L’organe en charge de la surveillance des publicités a dès lors demandé à l’annonceur de modifier la publicité et, à défaut, de ne plus la diffuser.

Sexism Game Over

Le collectif « Sexism Game Over » a entamé une action coup de poing à Bruxelles, comme le relate la RTBF, dans le but de dénoncer « l’affichage publicitaire, son omniprésence et sa nocivité ainsi que les stéréotypes sexistes que ces campagnes publicitaires véhiculent », expliquent les militant(e)s dans un communiqué. Preuve que les droits de la femme reste un combat quotidien dans une société où le sexisme est « banalisé ».

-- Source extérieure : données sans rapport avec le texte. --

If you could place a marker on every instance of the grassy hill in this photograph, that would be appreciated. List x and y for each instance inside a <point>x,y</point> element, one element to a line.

Starcasino, ce récidiviste

Cette polémique n’est pas la première visant Starcasino. Il y a un an, jour pour jour, le JEP demandait déjà à l’annonceur de modifier la publicité et, à défaut, de ne plus la diffuser. Mêmes plaintes, mêmes raisons mais une affiche différente : Coralie Porrovecchio, une autre starlette de la télé-réalité, vêtue d’une robe au large décolleté avec l’inscription « Double Bonus ». Le Jury était d’avis que la publicité était « de mauvais goût et réduisait la femme à un objet de désir ». Après cet appel, l’annonceur avait modifié le contenu de sa publicité.